Enrollment in Iraqi schools has risen every year since the U.S.-led invasion, according to Iraqi government figures, reversing more than a decade of declines and offering evidence of increased prosperity for some Iraqis.
Despite the violence that has plagued Iraq since the U.S.-led occupation began three years ago, schools have been quietly filling. The number of children enrolled nationwide rose by 7.4 percent from 2002 to 2005, and in middle schools and high schools by 27 percent in that time, according to figures from the Ministry of Education.
The increase, which has greatly outpaced modest population growth during the same period, is a bright spot in an otherwise gloomy landscape of bombs and killings that have shattered community life in parts of Iraq. And it is seen as an important indicator in a country that used to pride itself on its education system but that saw enrollment and literacy fall during the later years of Saddam Hussein's rule.

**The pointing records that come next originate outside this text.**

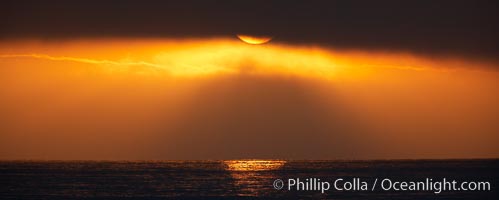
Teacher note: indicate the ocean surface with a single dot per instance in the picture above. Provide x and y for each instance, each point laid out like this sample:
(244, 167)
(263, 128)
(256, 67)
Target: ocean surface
(237, 179)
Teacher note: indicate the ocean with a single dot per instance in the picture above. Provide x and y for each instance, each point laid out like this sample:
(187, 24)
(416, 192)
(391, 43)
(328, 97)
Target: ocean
(264, 179)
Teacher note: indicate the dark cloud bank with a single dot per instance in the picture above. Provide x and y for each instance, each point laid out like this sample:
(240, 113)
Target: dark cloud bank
(456, 28)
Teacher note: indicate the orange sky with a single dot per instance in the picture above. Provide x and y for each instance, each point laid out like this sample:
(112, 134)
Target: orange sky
(223, 99)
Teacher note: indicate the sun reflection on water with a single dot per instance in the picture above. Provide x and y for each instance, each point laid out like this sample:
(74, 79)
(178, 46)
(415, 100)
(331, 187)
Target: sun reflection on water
(253, 177)
(253, 165)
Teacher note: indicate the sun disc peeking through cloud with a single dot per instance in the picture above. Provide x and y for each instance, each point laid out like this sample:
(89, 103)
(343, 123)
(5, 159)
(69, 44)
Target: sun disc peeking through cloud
(254, 39)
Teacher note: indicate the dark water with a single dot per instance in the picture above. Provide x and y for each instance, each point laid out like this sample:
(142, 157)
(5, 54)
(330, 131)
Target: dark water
(219, 179)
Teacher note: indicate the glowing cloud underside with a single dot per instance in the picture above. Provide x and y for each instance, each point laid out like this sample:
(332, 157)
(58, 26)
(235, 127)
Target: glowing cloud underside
(222, 56)
(224, 99)
(254, 40)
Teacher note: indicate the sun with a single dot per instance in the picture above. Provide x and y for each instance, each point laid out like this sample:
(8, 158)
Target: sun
(254, 39)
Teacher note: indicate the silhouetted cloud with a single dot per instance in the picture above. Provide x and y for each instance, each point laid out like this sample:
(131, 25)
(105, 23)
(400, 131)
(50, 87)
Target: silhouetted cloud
(462, 28)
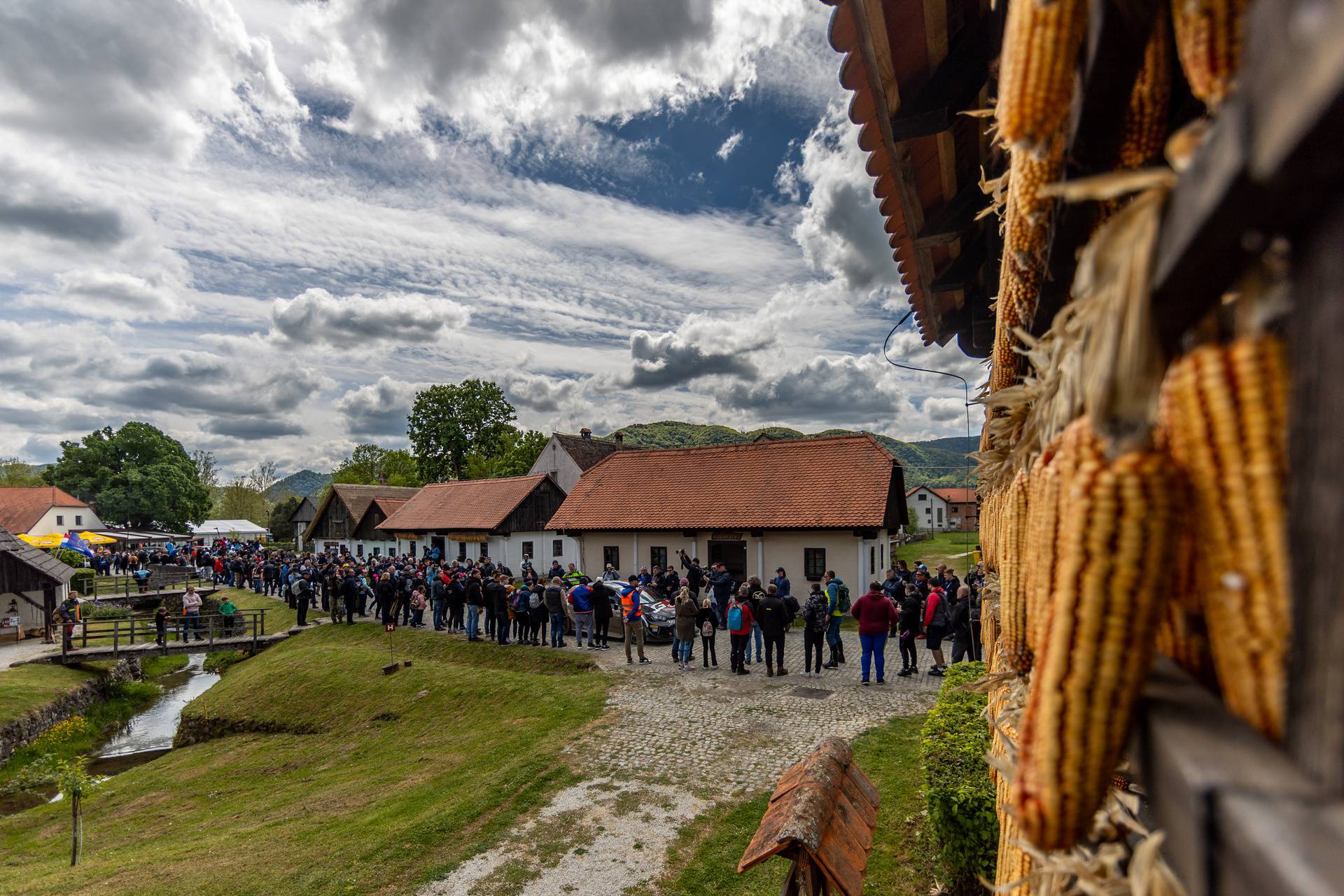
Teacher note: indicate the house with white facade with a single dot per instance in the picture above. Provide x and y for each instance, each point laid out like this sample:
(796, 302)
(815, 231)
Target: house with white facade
(566, 457)
(503, 519)
(45, 511)
(930, 510)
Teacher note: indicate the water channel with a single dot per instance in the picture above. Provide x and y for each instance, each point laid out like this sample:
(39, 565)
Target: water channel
(147, 736)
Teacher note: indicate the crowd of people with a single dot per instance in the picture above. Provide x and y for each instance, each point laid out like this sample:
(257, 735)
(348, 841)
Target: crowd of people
(487, 601)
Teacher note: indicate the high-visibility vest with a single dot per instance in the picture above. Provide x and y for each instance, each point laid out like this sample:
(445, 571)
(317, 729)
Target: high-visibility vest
(631, 603)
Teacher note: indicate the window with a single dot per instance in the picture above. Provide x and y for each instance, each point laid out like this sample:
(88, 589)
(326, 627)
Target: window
(813, 564)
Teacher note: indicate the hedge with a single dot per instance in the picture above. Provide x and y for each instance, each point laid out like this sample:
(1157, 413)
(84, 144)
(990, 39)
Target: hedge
(958, 792)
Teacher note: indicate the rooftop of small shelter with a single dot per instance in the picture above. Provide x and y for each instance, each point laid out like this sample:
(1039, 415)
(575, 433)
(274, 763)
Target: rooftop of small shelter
(463, 504)
(22, 507)
(847, 481)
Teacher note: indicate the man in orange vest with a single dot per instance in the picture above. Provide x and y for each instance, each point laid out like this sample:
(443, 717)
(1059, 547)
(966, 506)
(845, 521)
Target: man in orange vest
(634, 618)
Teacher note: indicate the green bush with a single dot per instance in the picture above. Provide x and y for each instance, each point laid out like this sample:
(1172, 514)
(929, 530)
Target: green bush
(958, 792)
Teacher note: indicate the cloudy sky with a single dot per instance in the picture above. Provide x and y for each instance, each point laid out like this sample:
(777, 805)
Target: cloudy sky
(262, 225)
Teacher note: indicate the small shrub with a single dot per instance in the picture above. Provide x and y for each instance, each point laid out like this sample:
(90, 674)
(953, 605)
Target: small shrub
(958, 788)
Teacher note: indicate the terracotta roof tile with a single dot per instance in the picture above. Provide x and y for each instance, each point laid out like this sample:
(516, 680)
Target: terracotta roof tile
(22, 507)
(463, 504)
(787, 484)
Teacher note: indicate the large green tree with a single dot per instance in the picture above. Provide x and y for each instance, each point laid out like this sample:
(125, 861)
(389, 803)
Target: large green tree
(136, 476)
(514, 453)
(449, 424)
(368, 464)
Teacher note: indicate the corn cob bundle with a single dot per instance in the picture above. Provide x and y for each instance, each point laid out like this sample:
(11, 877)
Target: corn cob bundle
(1209, 42)
(1097, 645)
(1228, 434)
(1042, 41)
(1012, 599)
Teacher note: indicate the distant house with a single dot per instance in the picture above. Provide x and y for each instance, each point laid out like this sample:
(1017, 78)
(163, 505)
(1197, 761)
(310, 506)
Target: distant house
(302, 514)
(962, 508)
(566, 457)
(930, 510)
(45, 511)
(467, 519)
(349, 519)
(806, 505)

All is not sweetness and light, but this is great news by any measure. What is driving this? The oil revenue now actually benefits the Iraqi people:
Economics is driving much of the rise, officials say. Public sector employees, who make up almost half the work force in Iraq, according to the Ministry of Planning, used to collect the equivalent of several dollars every month under Saddam. Now, Iraq's oil revenue has been earmarked for salaries instead of wars, and millions of Iraqis - doctors, engineers, teachers, soldiers - began to earn several hundred dollars a month.
Income from oil covers more than 90 percent of the government's spending, officials say. American money finances investment and reconstruction projects, but no current costs, like salaries.

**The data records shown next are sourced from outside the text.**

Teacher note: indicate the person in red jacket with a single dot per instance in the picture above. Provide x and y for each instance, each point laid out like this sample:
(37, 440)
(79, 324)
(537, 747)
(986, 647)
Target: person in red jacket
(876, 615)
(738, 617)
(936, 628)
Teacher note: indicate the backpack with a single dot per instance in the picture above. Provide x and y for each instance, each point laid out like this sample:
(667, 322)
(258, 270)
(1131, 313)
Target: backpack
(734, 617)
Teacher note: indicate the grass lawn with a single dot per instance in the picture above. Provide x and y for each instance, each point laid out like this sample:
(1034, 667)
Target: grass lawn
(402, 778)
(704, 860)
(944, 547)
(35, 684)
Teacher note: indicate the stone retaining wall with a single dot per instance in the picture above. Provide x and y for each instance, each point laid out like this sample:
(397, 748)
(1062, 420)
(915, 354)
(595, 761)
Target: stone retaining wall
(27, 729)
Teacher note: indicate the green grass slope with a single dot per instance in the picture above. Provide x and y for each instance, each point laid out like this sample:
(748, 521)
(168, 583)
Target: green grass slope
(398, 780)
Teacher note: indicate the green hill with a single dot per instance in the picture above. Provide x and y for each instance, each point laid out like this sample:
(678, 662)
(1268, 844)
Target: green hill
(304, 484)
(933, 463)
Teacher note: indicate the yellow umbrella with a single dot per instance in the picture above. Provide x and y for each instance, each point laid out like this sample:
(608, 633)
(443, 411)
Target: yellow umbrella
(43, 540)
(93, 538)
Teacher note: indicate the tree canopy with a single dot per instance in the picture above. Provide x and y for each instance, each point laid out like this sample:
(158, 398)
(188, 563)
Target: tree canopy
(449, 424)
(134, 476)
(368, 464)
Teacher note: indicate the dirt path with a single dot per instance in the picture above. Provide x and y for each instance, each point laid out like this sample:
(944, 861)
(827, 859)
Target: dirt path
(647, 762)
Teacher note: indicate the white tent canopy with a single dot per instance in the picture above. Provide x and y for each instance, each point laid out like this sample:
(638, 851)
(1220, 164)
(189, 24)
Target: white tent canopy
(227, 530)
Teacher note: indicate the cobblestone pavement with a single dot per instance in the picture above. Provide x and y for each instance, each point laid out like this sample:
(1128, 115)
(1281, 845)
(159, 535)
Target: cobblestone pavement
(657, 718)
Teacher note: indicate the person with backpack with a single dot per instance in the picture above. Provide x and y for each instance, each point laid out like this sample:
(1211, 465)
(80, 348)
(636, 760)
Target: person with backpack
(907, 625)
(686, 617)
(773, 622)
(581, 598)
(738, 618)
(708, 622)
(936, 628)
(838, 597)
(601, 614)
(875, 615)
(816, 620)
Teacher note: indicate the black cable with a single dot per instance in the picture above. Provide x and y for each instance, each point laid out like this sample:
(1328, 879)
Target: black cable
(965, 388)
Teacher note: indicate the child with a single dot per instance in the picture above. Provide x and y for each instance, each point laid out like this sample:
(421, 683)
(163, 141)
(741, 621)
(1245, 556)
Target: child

There is more than one way to tell a story, and this time the NYT did a better job than the Associated Press.
4 Comments:
By Coach Mark, at Wed Jun 28, 09:33:00 PM:
Another former Saddam official has reportedly been discovered working with al Qaeda in Iraq. He's one of many.
http://markeichenlaub.blogspot.com/2006/06/haitham-al-badri.html
That's great until the price of oil recedes.
By Lanky_Bastard, at Thu Jun 29, 10:47:00 AM:
Good news. I look forward to the day we won't have to spend our revenues on war.
By Dawnfire82, at Fri Jun 30, 10:23:00 PM:
You're in for a long wait. There is no such day.